Locate the Serpentine Belt on any Car Before buying...it Could Save You Money



Posted: Thursday, February 16, 2006

by ralphM
beacon data llc

A serpentine belt is a thin flexible fiber-reinforced rubber belt that is powered by the car engine. It turns a series of grooved pulleys to power the engine accessories, such as the air conditioning compressor, power steering pump, fan, generator, etc. It is sometimes referred to as a Poly VÒ belt, which is a Trademark registered to Goodyear.

Effect of engine temperature

Before the invention of the serpentine belt, V-belts tended to dry out and break due to the heat experienced under the hood of the car. When that would happen, one, or several, or all of the engine accessories would stop functioning and could disable the power steering, or the water pump, or the generator, or even the engine fan trying to blow cold air over the hot radiator.

Solution…Cooler running, longer life, greater mileage.

The reason a serpentine belt cools faster boils down to what might be called the surface to volume ratio. The serpentine belt is much thinner than a V-belt, thereby allowing for greater heat dissipation. It is typically about ¾" to 1" wide and only about 1/8" thick

For example, if a V-belt is ½" on a side, and is approximately square, its circumference is 1". Its cross section is ½" x ½", or ¼ sq. inch.. So the surface to volume ratio is 1 divided divided by 1/4th, or 4.

The serpentine belt, about ¾" wide and only 1/8" thick, has a circumference of ¾" + ¾" + 1/8" + 1/8" =1 ¾". Its volume is only ¾" x 1/8" or 3/32 of a square inch. So its ratio of surface to volume is 1 ¾ divided by 3/32, or roughly 18, or more than 4 times greater than a V-belt. Because the serp belt is so thin, and has lots of surface relative to its volume so it cools more quickly than a v-belt, hence lasts a lot longer.

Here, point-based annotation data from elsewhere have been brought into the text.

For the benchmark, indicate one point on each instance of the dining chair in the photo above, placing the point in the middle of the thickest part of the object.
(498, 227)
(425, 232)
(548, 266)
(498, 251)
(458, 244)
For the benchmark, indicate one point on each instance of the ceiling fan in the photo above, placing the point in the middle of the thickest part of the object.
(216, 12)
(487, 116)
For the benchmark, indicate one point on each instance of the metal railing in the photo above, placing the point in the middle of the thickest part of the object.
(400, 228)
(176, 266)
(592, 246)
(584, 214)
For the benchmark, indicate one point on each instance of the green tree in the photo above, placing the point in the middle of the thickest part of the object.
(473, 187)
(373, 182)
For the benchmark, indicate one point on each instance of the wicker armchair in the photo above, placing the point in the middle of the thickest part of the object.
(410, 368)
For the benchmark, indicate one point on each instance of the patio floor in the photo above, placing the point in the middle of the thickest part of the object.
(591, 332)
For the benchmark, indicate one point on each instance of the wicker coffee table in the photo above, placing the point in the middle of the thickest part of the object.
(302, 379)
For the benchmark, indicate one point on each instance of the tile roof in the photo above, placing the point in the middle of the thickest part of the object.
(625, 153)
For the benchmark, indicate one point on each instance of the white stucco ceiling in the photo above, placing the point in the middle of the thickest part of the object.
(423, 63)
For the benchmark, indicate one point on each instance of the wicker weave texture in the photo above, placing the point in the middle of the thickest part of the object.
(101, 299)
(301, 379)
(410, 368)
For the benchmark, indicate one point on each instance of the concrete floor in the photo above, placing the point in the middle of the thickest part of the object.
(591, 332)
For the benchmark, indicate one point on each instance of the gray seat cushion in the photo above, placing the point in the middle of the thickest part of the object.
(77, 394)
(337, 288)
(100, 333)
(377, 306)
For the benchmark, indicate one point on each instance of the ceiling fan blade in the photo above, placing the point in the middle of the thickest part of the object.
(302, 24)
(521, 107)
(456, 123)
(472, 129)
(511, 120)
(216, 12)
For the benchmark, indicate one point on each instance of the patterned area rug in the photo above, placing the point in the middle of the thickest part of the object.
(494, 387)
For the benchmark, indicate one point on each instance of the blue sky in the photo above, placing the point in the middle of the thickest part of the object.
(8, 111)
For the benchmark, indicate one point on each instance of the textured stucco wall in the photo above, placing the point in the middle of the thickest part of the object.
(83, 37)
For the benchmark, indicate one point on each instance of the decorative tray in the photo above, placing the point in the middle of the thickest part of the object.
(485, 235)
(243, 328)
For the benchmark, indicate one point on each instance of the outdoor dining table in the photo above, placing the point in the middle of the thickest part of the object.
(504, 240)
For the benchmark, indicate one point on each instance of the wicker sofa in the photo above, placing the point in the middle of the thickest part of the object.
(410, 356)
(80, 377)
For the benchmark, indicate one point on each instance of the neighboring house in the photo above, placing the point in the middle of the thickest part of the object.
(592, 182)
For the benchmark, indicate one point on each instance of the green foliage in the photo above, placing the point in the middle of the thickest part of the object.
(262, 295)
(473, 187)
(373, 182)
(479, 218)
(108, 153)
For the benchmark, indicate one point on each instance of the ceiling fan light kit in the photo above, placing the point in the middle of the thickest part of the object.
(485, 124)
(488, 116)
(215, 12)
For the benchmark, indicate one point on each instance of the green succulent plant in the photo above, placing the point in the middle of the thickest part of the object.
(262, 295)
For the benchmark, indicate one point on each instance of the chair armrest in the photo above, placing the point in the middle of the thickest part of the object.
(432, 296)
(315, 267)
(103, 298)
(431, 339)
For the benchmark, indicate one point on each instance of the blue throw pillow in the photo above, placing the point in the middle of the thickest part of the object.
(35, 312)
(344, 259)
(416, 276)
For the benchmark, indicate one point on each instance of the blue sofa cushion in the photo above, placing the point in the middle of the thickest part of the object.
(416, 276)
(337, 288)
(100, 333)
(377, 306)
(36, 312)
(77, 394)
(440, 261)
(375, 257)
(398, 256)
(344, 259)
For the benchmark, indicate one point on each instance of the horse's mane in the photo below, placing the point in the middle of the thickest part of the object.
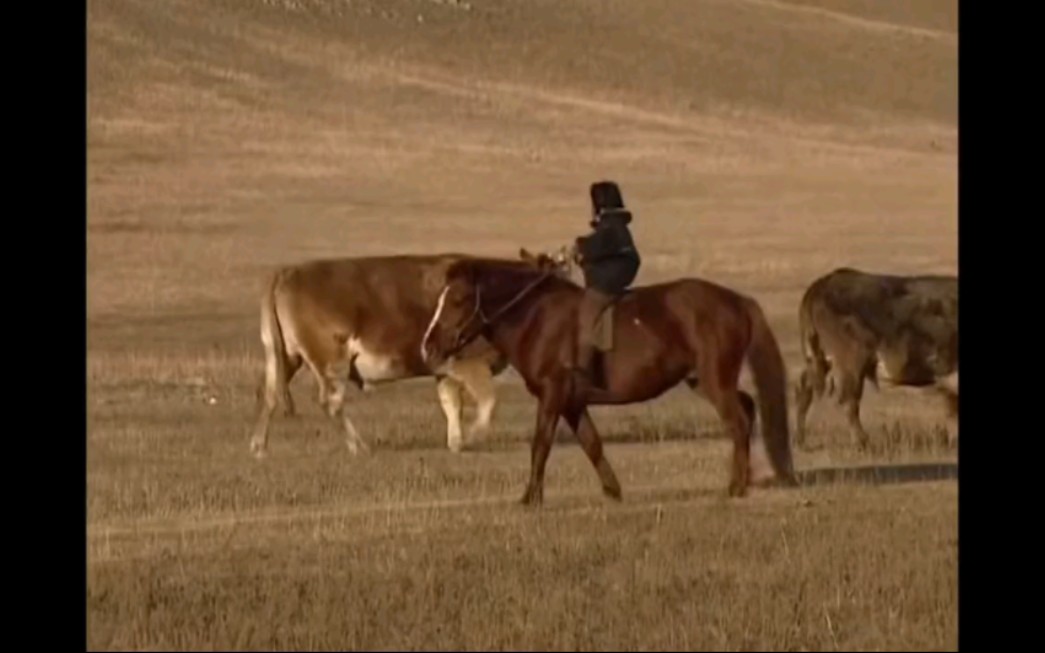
(502, 279)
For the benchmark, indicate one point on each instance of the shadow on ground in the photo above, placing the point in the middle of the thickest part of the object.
(879, 474)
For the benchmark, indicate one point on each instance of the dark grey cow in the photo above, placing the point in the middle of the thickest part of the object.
(901, 330)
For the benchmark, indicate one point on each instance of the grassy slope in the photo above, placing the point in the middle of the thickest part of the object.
(761, 143)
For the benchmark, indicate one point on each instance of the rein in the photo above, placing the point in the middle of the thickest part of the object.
(464, 342)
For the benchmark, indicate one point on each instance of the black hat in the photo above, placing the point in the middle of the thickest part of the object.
(605, 195)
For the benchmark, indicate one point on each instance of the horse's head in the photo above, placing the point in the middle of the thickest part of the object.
(559, 262)
(478, 295)
(458, 317)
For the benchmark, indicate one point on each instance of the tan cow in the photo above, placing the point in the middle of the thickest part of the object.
(895, 329)
(362, 320)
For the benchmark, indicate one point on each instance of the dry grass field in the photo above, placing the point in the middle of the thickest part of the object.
(761, 143)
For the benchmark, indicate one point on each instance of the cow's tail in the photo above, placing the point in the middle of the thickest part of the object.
(770, 380)
(273, 385)
(815, 374)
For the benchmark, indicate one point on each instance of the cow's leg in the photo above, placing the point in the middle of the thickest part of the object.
(449, 400)
(335, 409)
(852, 393)
(269, 395)
(292, 367)
(803, 400)
(475, 376)
(951, 407)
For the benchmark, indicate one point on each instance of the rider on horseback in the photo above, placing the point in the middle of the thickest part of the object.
(610, 262)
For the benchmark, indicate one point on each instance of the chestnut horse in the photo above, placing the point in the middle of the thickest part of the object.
(667, 333)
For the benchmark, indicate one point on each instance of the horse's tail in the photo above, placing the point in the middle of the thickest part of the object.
(816, 364)
(273, 385)
(770, 380)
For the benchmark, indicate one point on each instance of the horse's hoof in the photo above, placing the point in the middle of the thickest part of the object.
(358, 449)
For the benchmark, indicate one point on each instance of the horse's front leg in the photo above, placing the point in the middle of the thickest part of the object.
(549, 410)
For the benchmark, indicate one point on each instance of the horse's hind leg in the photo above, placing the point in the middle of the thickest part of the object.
(586, 434)
(548, 417)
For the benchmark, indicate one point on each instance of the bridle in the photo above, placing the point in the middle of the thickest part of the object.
(463, 341)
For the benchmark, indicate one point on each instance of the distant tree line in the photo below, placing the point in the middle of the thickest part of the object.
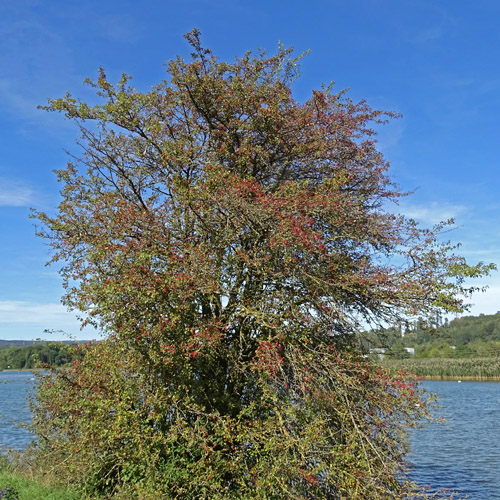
(465, 337)
(34, 356)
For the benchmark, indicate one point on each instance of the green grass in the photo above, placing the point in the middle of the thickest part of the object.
(448, 368)
(32, 490)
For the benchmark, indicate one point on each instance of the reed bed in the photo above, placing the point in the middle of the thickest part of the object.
(448, 368)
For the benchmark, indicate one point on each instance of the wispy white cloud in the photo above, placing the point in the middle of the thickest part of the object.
(487, 302)
(12, 311)
(433, 212)
(30, 320)
(15, 193)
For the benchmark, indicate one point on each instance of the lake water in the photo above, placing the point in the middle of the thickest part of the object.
(463, 454)
(14, 389)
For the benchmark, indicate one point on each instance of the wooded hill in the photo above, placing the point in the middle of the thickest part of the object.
(468, 336)
(33, 355)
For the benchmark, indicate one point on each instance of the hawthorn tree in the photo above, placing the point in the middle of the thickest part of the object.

The serpentine belt has several small V grooves, each about 1/8" wide, spread lengthwise on this inside surface that wraps around the pulleys that drive the engine accessories. .

Wear is inevitable

However, even a serpentine belt will eventually degrade, crack, and break but it will last longer than a conventional V-belt before breaking. For information on how to avoid this undesirable event, consult your user manual, or find hundreds, if not thousands, of articles on this subject on the Internet.

Tip to a car buyer

Replacing a serpentine belt can be a job for a do-it-yourself or a $100 job in a garage depending on the engine design. User-friendly manufacturers design the engine so that the serpentine belt can be simply removed and replaced. But some, who are not user friendly, stick an engine mount in the way, and that requires that the car be placed over a “floor jack" (the ones with the six foot long handle), which is then cranked up to take the weight of the engine.

Note: The typical car engine is usually bolted to the car frame in three places with “engine mounts", each containing a several washers and also a fat rubber washer to give the engine a little spring.) Then the interfering engine mount is disassembled and the new serpentine belt is slipped through the gap and the engine mount parts replaced. There goes $100.

Look under the hood before buying any car

When buying a car, always insist on making sure that the serpentine belt replacement is a penny ante replacement rather than a major undertaking. Most sales people don’t know where the belt is, much less how much it costs to replace it. Ask the service department for this information and leave some money in your pocket by not buying a car where replacing the serpentine belt requires jacking up the engine and temporarily disassembling an engine mount.